Gemäß § 205 Abs. 4 BAO wird die Bemessungsgrundlage für Anspruchszinsen zu Lasten des Abgabepflichtigen (Nachforderungszinsen) durch Anzahlungen in ihrer jeweils maßgeblichen Höhe vermindert. Anzahlungen (Abs. 3) mindern die Bemessungsgrundlage für die Anspruchszinsen nur insoweit, als sie entrichtet sind.
Gemäß § 205 Abs. 5 BAO sind Differenzbeträge zu Gunsten des Abgabepflichtigen nur insoweit zu verzinsen (Gutschriftszinsen), als die nach Abs. 1 gegenüberzustellenden Beträge entrichtet sind.
Sofern aus dem Vorbringen, dass der Vorauszahlungsbescheid unrichtig berechnet worden sei, und dem Antrag, dass die Abgabenschuld in einem geringeren als dem vorgeschriebenen Ausmaß errechnet, jedenfalls von der Vorschreibung von Anspruchszinsen abgesehen werde, eine Besteitung der Anspruchszinsen auf Grund einer Unrichtigkeit des Einkommensteuerbescheides zu entnehmen ist, ist dem zu entgegnen, dass Anspruchszinsenbescheide an die Höhe der im Bescheidspruch des Einkommensteuerbescheides ausgewiesenen Nachforderung oder Gutschrift gebunden sind. Wegen dieser Bindung ist der Zinsenbescheid nicht (mit Aussicht auf Erfolg) mit der Begründung anfechtbar, der maßgebende Einkommensteuerbescheid sei inhaltlich rechtswidrig (vgl. Ritz, BAO-Handbuch, 128).

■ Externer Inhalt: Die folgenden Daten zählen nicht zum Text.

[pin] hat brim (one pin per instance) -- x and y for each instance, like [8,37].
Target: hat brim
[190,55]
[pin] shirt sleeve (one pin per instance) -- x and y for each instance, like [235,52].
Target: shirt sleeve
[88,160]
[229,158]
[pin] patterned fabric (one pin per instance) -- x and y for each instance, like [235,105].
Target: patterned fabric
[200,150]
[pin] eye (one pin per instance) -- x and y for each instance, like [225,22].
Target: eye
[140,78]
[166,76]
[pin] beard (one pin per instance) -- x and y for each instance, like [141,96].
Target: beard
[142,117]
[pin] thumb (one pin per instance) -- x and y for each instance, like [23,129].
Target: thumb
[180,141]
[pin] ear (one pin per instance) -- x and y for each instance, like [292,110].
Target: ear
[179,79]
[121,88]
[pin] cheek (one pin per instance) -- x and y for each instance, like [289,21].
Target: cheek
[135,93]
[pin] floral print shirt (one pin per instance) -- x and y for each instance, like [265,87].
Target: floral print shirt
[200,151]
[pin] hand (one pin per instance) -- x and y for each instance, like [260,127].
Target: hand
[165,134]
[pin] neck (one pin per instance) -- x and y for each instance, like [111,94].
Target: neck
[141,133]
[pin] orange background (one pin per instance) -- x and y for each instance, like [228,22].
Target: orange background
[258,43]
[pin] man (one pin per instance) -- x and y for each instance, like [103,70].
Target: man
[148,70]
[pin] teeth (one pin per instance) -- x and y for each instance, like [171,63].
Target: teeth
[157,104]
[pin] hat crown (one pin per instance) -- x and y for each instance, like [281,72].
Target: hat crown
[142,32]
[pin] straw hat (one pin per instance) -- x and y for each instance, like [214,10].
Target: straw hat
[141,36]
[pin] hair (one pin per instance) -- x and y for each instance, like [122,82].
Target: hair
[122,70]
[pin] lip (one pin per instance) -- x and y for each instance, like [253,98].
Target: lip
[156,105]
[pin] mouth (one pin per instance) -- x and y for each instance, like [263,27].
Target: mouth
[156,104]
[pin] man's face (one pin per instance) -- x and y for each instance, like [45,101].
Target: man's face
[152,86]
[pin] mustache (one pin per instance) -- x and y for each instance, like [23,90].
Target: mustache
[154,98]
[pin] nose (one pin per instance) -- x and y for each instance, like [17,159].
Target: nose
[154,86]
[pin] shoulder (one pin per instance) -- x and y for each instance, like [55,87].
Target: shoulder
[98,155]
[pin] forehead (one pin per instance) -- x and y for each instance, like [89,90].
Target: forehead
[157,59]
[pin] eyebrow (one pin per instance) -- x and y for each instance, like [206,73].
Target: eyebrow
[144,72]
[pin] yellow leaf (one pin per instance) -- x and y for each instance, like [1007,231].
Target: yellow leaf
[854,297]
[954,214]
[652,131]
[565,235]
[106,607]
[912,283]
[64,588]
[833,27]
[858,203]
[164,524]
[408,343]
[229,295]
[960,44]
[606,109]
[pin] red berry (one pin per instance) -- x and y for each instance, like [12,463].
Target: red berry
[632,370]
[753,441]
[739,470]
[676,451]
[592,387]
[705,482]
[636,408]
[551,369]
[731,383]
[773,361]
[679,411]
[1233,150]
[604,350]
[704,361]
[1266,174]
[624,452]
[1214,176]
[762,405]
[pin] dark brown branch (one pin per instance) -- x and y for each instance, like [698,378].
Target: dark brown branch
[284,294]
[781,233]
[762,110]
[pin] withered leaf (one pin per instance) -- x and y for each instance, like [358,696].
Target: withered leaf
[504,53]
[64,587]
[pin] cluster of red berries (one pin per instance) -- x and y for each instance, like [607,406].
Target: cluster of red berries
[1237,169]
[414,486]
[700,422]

Soweit der Bw. die Vorschreibung von Anspruchszinsen mit einer Verfassungswidrigkeit der zugrundeliegenden Rechtsnorm bestreitet, ist dem zu erwidern, dass die Behörde eine Norm der Entscheidung zugrunde zu legen hat, solange sie dem Rechtsbestand angehört.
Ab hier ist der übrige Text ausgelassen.